Tremendous advances have been achieved in the genetic analysis of IBM in recent years due to the development of chip techniques and sequencing approaches. The international Myositis Genetics Consortium (MYOGEN) assessed 252 IBM patients and showed that HLA-DRB1*03:01(p = 5.77×10−34), HLA-DRB1*01:01(p = 1.57×10−16), and HLA-DRB1*13:01(p = 3.8×10−8) are associated with a higher risk of IBM.5 Although HLA-DRB1*03:01 is associated with dermatomyositis, polymyositis and polymyositis, it is not the specific risk factor for IBM. Therefore, it is necessary to identify other indicators for the diagnosis and prognostic assessment of IBM patients.

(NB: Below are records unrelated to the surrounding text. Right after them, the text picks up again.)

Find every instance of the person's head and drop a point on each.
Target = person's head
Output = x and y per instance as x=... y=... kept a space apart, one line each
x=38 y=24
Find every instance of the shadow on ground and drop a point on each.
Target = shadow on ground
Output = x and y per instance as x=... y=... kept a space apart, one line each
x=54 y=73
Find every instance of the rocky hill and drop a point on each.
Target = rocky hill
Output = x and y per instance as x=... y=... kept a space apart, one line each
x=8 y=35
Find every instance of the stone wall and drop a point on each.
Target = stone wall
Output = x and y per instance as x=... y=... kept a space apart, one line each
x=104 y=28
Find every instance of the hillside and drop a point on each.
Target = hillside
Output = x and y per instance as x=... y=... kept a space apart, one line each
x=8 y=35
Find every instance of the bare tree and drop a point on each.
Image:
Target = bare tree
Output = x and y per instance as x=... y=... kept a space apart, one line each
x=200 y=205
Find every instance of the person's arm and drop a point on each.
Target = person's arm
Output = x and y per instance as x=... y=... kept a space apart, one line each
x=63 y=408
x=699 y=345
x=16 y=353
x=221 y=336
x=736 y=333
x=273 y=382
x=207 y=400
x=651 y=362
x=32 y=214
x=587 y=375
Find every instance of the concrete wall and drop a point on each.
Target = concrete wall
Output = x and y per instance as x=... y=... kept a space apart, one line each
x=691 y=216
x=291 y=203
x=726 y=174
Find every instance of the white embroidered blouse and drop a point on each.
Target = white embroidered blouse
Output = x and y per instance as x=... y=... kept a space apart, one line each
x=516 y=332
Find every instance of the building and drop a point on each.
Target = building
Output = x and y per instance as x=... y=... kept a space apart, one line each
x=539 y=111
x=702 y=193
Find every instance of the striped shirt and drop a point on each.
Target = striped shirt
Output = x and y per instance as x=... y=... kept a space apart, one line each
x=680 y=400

Microarray technology has been widely used to study various diseases since it can simultaneously monitor several gene expression profiles. However, it is difficult to identify reliable key genes and pathways using microarray technology due to the false-positive rates of independent microarray studies. Herein, two microarray datasets of healthy and IBM samples, GSE3112 and GSE128470 were downloaded from the Gene Expression Omnibus (GEO) database. Bioinformatics methods were used to identify differentially expressed genes (DEGs). The DEGs were subsequently analyzed using PPI (protein-protein interaction), GO (Gene Ontology), and KEGG (Kyoto Encyclopaedia of Genes and Genomes). This research provides a preliminary understanding of the molecular pathogenesis of IBM, and several potential therapeutic targets for IBM treatment.
Materials and Methods
Microarray Data
The publicly available microarray data were obtained from GSE3112 and GSE128470 in GEO (ncbi.nlm.nih.gov/geo/). The expression profile GSE3112 had 23 IBM samples and 11 healthy samples, while the GSE128470 profile contained 12 healthy samples, 26 IBM samples, 12 DM (dermatomyositis) samples, six NM (necrotizing myopathy) samples, 14 NS (non-specific myositis) samples, and seven PM (polymyositis) samples. The sample information of IBMs and normal muscle tissues in the two datasets were showed in Table S1 (GSE3112) and Table S2 (GSE128470).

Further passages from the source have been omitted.